The Commission, the European Union’s executive, plans to reduce the anti-dumping tariffs to less than 14 percent by mid-March from a 43.6 percent temporary rate set in September 2010.
“The new plan for duties is quite a bit lower than originally, which reflects the opposition to the original duties,” a person familiar with the case told Reuters.
The duties aim to counteract what the EU says is illegal market dumping by Chinese producers. If approved by a majority of EU states, the new rate will apply for up to five years.
The radical cut in the tariffs reflects concern that the higher rate will limit the supply of the lightweight material used in wind turbines, cars and ship hulls at a time when the EU is trying to curb its energy consumption, diplomats say.
”We welcome any measure that reduces trade barriers for clean energy technologies. This will ultimately help the wind industry grow faster, accelerate the uptake of wind energy globally and reduce costs for consumers,’ said Steve Sawyer, secretary general of the international industry group, the Global Wind Energy Council.
The planned cut also follows new evidence that Chinese exporters are undercutting market prices less drastically, and doing less damage to their European rivals, than originally thought, people familiar with the case told Reuters.

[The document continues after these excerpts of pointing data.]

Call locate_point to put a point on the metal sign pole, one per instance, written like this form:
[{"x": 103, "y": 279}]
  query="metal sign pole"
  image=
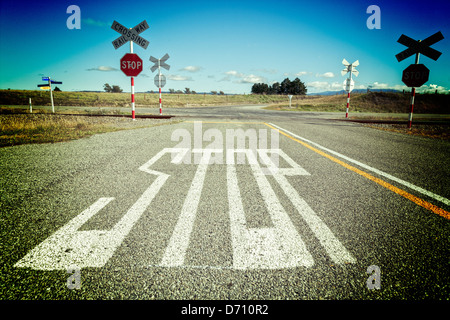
[
  {"x": 159, "y": 70},
  {"x": 413, "y": 94},
  {"x": 132, "y": 88},
  {"x": 51, "y": 94},
  {"x": 348, "y": 94}
]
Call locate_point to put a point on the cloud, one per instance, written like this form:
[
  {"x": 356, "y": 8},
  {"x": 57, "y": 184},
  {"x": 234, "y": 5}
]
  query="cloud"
[
  {"x": 270, "y": 71},
  {"x": 176, "y": 77},
  {"x": 302, "y": 73},
  {"x": 326, "y": 75},
  {"x": 234, "y": 74},
  {"x": 102, "y": 68},
  {"x": 191, "y": 69},
  {"x": 96, "y": 23},
  {"x": 320, "y": 85}
]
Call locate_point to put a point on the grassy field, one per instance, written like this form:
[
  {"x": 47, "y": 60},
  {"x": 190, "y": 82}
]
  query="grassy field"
[
  {"x": 373, "y": 102},
  {"x": 17, "y": 126},
  {"x": 103, "y": 99}
]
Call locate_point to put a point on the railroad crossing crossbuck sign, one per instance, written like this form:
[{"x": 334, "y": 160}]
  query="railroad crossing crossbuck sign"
[
  {"x": 131, "y": 64},
  {"x": 415, "y": 75},
  {"x": 418, "y": 46},
  {"x": 130, "y": 34}
]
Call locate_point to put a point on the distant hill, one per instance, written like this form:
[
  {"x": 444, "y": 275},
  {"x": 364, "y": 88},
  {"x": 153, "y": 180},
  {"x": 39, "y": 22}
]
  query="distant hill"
[{"x": 331, "y": 93}]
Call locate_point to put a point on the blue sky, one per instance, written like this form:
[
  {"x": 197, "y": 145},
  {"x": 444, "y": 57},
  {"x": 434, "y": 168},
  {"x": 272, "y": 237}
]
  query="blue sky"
[{"x": 219, "y": 45}]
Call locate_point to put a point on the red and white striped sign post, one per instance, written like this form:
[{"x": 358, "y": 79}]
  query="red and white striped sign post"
[
  {"x": 349, "y": 83},
  {"x": 130, "y": 63},
  {"x": 160, "y": 102},
  {"x": 160, "y": 79},
  {"x": 348, "y": 104}
]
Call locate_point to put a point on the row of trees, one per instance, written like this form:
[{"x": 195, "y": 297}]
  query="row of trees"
[
  {"x": 287, "y": 86},
  {"x": 114, "y": 88}
]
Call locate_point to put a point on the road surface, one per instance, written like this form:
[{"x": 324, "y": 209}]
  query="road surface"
[{"x": 233, "y": 203}]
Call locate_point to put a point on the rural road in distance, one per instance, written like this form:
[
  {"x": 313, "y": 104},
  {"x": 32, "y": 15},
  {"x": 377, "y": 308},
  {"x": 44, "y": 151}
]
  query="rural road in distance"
[{"x": 183, "y": 211}]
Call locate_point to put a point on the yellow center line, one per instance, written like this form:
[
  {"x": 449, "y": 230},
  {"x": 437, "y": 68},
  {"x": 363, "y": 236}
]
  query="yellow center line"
[
  {"x": 417, "y": 200},
  {"x": 236, "y": 122}
]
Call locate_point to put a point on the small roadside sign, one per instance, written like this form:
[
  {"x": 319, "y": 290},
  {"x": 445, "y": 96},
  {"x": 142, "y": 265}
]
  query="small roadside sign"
[
  {"x": 130, "y": 34},
  {"x": 349, "y": 84},
  {"x": 160, "y": 81},
  {"x": 415, "y": 75},
  {"x": 419, "y": 46}
]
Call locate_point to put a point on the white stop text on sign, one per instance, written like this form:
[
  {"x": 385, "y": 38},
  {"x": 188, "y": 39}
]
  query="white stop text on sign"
[{"x": 131, "y": 65}]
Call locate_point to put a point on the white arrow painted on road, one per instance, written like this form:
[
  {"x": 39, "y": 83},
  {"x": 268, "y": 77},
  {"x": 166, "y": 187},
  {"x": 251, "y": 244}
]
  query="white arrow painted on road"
[{"x": 93, "y": 248}]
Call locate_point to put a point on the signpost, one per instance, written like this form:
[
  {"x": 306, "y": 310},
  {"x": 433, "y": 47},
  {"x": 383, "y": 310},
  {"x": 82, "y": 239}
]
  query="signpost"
[
  {"x": 130, "y": 63},
  {"x": 48, "y": 86},
  {"x": 160, "y": 79},
  {"x": 349, "y": 83},
  {"x": 416, "y": 75}
]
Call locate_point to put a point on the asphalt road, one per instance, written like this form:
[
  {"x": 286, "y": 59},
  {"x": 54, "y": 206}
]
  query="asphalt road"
[{"x": 170, "y": 212}]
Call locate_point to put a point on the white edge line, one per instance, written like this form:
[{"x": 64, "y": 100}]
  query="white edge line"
[{"x": 379, "y": 172}]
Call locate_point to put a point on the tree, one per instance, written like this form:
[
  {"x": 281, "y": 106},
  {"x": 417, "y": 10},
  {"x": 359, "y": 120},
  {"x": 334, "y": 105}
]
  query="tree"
[
  {"x": 297, "y": 87},
  {"x": 107, "y": 87},
  {"x": 275, "y": 89},
  {"x": 285, "y": 86},
  {"x": 116, "y": 89}
]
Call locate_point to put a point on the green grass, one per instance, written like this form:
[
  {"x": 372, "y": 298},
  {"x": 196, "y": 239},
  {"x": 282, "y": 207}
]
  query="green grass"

The tariff has divided the 27-member bloc and highlights its struggle to reconcile its desire to promote high-tech champions with protection for more traditional upstream manufacturers.
The issue pits European fibreglass producers such as PPG Industries against users such as wind turbine producer Vestas.
“The anti-dumping measures on carbon fibres are literally shooting the European wind industry in the foot, and we are thus eager to see them go away,” said Peter Brun, Senior Vice President at Vestas.
“Any kind of trade protectionist measures are literally poison for this expanding industry, which is now becoming a global industry with a mission to make a significant contribution to fighting the climate change challenge.”
The plan to impose high tariffs last year prompted a near-rebellion among EU members, and 12 of the EU’s 27 states opposed the Commission’s proposal.